Après l'annonce du Conseil Constitutionnel à la mi-août, Ségolène Royal avait assuré qu'elle n'en "resterait pas là". La ministre avait convoqué les représentants de la grande distribution le 27 août pour leur faire signer une "convention d'engagement volontaire en faveur de la lutte contre le gaspillage alimentaire". La convention comprend un engagement prioritaire en faveur de la prévention du gaspillage et l'obligation de favoriser "l'utilisation des invendus propres à la consommation humaine, à travers le don ou la transformation". Cette dernière devra se faire soit en transformant les produits en alimentation animale, soit en "compost pour l'agriculture ou pour la valorisation énergétique, notamment par la méthanisation".

La plupart des distributeurs français avaient expliqué être déjà engagés dans diverses pratiques anti-gaspillage. Carrefour a ainsi redistribué à 800 associations l'équivalent de 77 millions de repas en 2014, selon la directrice développement durable du distributeur, Sandrine Mercier. Leclerc, Intermarché et Système U ont noué des partenariats avec la start-up "Zéro gachis", pour instaurer des rayons spéciaux pour les produits à date courte, vendus à tarifs réduits, jusqu'à -70%.

La Fédération des entreprises du commerce et de la distribution (FCD) estime que la grande distribution est "le premier donateur aux associations", avec 31% des dons et souligne que le secteur n'est responsable que de 5 à 10% du gaspillage alimentaire en France, loin derrière la restauration (15%) ou les ménages (70%).

En effet, si elle est régulièrement mise à l'index, la grande distribution n'est pas le plus mauvais élève en matière de lutte contre le gaspillage alimentaire.
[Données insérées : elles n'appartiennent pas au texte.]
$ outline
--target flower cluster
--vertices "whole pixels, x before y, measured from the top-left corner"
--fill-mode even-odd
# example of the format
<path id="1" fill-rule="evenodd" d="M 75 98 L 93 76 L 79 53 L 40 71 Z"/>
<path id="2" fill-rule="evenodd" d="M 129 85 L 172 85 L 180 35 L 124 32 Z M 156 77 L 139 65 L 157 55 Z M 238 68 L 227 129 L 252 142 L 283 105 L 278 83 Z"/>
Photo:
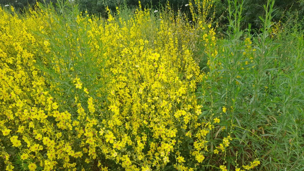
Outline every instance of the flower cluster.
<path id="1" fill-rule="evenodd" d="M 66 20 L 49 17 L 56 13 L 45 7 L 22 17 L 0 8 L 0 165 L 193 170 L 223 154 L 232 139 L 211 150 L 219 117 L 204 119 L 196 98 L 206 75 L 188 44 L 195 28 L 161 13 L 157 27 L 155 14 L 140 9 L 126 20 L 108 10 L 106 20 L 72 12 Z M 214 47 L 215 31 L 206 22 L 198 27 Z"/>

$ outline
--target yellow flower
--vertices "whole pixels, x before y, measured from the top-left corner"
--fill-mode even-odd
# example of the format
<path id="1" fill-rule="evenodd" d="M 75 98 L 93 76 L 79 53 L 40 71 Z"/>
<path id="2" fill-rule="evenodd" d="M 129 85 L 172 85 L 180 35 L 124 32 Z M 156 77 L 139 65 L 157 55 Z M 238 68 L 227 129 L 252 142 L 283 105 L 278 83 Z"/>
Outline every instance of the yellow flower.
<path id="1" fill-rule="evenodd" d="M 21 155 L 20 157 L 21 159 L 24 160 L 27 159 L 29 157 L 29 155 L 27 154 L 27 153 L 23 153 L 22 155 Z"/>
<path id="2" fill-rule="evenodd" d="M 155 59 L 155 61 L 158 61 L 158 58 L 160 56 L 160 55 L 156 52 L 152 54 L 150 58 L 152 60 Z"/>
<path id="3" fill-rule="evenodd" d="M 58 108 L 58 105 L 57 105 L 57 103 L 56 102 L 54 102 L 52 104 L 52 106 L 53 108 L 53 109 L 56 110 L 57 108 Z"/>
<path id="4" fill-rule="evenodd" d="M 214 119 L 213 120 L 214 121 L 215 123 L 219 123 L 219 119 L 217 117 L 215 118 L 215 119 Z"/>
<path id="5" fill-rule="evenodd" d="M 37 139 L 39 140 L 41 140 L 42 138 L 42 135 L 40 134 L 37 134 L 37 135 L 35 138 L 35 139 Z"/>
<path id="6" fill-rule="evenodd" d="M 6 166 L 6 168 L 5 169 L 5 170 L 8 171 L 12 171 L 13 169 L 14 168 L 14 167 L 11 165 L 9 165 Z"/>
<path id="7" fill-rule="evenodd" d="M 2 131 L 2 133 L 3 134 L 3 135 L 6 136 L 9 134 L 9 133 L 11 132 L 11 130 L 9 129 L 5 129 L 4 130 Z"/>
<path id="8" fill-rule="evenodd" d="M 184 157 L 181 156 L 179 156 L 176 158 L 176 159 L 178 160 L 178 162 L 180 163 L 185 162 L 185 161 L 184 160 Z"/>
<path id="9" fill-rule="evenodd" d="M 85 92 L 87 94 L 89 94 L 88 91 L 89 90 L 85 87 L 83 88 L 83 91 Z"/>
<path id="10" fill-rule="evenodd" d="M 36 164 L 34 163 L 30 163 L 29 165 L 29 169 L 30 171 L 34 171 L 36 170 L 36 169 L 37 169 L 37 166 L 36 166 Z"/>
<path id="11" fill-rule="evenodd" d="M 114 139 L 116 139 L 116 138 L 112 134 L 107 134 L 105 137 L 107 138 L 105 141 L 107 141 L 107 142 L 110 141 L 110 143 L 111 144 L 113 144 L 114 142 Z"/>
<path id="12" fill-rule="evenodd" d="M 224 113 L 226 112 L 226 111 L 227 110 L 227 108 L 226 108 L 226 107 L 224 106 L 223 106 L 223 112 L 224 112 Z"/>
<path id="13" fill-rule="evenodd" d="M 219 152 L 219 150 L 217 150 L 217 149 L 216 149 L 214 150 L 213 151 L 213 152 L 214 154 L 218 154 Z"/>
<path id="14" fill-rule="evenodd" d="M 227 169 L 226 167 L 226 166 L 221 165 L 219 166 L 219 168 L 222 169 L 222 171 L 227 171 Z"/>
<path id="15" fill-rule="evenodd" d="M 9 138 L 11 142 L 13 143 L 13 147 L 19 147 L 21 145 L 21 141 L 18 140 L 18 137 L 14 135 Z"/>
<path id="16" fill-rule="evenodd" d="M 76 86 L 76 89 L 81 89 L 82 87 L 81 86 L 82 85 L 82 83 L 81 82 L 78 81 L 77 83 L 75 84 L 75 86 Z"/>

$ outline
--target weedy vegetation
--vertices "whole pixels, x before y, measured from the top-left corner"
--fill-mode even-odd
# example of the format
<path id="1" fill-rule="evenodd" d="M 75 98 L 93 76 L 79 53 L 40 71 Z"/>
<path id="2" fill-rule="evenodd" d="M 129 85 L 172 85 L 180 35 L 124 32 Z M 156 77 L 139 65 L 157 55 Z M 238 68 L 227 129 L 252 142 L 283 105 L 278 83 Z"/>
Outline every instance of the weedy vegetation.
<path id="1" fill-rule="evenodd" d="M 0 170 L 304 170 L 302 21 L 216 1 L 0 7 Z"/>

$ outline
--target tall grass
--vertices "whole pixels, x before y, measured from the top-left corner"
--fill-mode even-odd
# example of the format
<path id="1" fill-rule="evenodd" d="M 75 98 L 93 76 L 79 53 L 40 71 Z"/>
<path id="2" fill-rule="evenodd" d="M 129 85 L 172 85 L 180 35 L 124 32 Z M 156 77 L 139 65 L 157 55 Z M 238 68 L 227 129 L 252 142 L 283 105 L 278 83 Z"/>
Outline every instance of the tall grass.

Les chiffres varient selon les études, mais selon un rapport remis en avril par l'ancien ministre de l'Agroalimentaire, Guillaume Garot, la grande distribution gaspillerait moins que les particuliers et que la restauration (entre 562 et 750 kilotonnes par an, contre 1.080 pour la restauration et entre 2.212 et 6.323 pour les ménages).

La Commission européenne arrive à la même conclusion : la grande distribution jetterait près de 750.000 tonnes de nourriture par an (5% de l'ensemble), contre 1 millions pour les restaurants. Chaque Français jetterait lui en moyenne 20 à 30 kilos de nourriture par an, ce qui représente une somme de 12 à 20 milliards d'euros sur une année.